Monday, April 14, 2014

The fragile middle class in developing countries

Much has been made of the emergence of the new middle class in developing countries, particularly in Asia and Latin America (in fact, we will have a conference at Oxford in late October on this precise subject).  The fragility of this new group has always been known, and now a great FT article emphasizes it:

"In that, the young Indonesian is emblematic of a group increasingly in focus as emerging economies slow.
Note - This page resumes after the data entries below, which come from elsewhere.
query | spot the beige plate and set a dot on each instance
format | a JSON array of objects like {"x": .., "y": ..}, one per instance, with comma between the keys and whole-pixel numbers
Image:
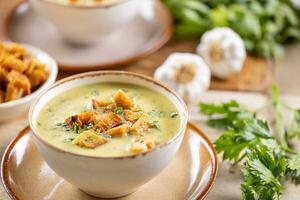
[
  {"x": 191, "y": 174},
  {"x": 142, "y": 36}
]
For all the talk of a new middle class, Muljoko is in fact part of what is better described as the world’s fragile middle: the almost 3bn people in the developing world surviving on between $2 and $10 per day, putting them above the poverty line but often still struggling for the financial security that is a middle class hallmark."

A few reflections:

1. As the article says, we tend to think about poverty reduction as a one way street.  When you move above the poverty line, you never come back down.  But this is cannot be further from the truth: various shocks lead to common reverse of fortunes.  This is the major point of Anirudh Krishna's excellent book One Ilness Away.

2. Replacing anti-poverty and means tested social policies with universal ones becomes even more urgent than before.  We need policies that incorporate the poor and the fragile middle class into the same systems, thus improving quality of services, benefiting from economies of scale and reducing risk and volatility.

2. Much of the fragile middle class works in relatively low productivity jobs in small and medium firms (the examples from Malaysia in the article are great).  Finding new, more creative ways to support these companies is a major challenge of a two-tiered industrial policy.